ALBANY, GA (WALB) - After nearly five decades, the legendary footprints near Albany Civil Rights Institute will now be featured in the US Civil Rights Trail.
"Those folk who left out of this church and went downtown most times knowing that they will probably be arrested," said Albany Civil Rights Institute Executive Director Frank Wilson.
An overlooked crown jewel of Albany's Civil Rights movement could soon draw worldwide attention.
"It puts us in the same conversation with the Edmund Pettus Bridge, with the 16th Avenue Church, with Ebenezer Baptist Church," said Wilson.
The legendary footprints outside of Shiloh Baptist Church are distant memories of the role Albany played in the movement in the 60's.
"Keep on a talking, and marching up to freedom," said Albany Convention and Visitors Center Manager Teresa Smith.
"What happened here changed the world," said Wilson
The museum will now be featured in the US Civil Rights Trail.
The Civil Rights Institute was one of 11 historic sites where residents can retrace the footsteps of Civil Rights leaders, and city leaders say it will attract more tourists.
"We do trade shows and conferences all across the US that we try to attract group travel to Albany," said Smith.
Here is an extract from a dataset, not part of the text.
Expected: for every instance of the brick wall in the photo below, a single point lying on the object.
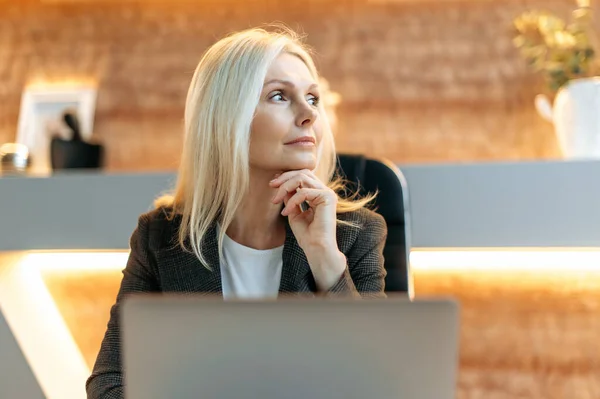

The state recently added the museum to the tourism video shown at stops along the interstate.
"We encourage them to come and learn about how we had a significant impact on the national movement," said Smith.
Wilson hopes the designation will even motivate locals to visit more often.
"A lady yesterday and I had the lady in my car," said Wilson. "And she goes oh my God I've been here all of these years, and I never been there."
Wilson says Albany Civil Rights Institute's new designation will help staff get more grant opportunities.
He also hopes to host an event when a historical marker is placed at the old downtown city jail, known as Freedom Alley, to celebrate both milestones.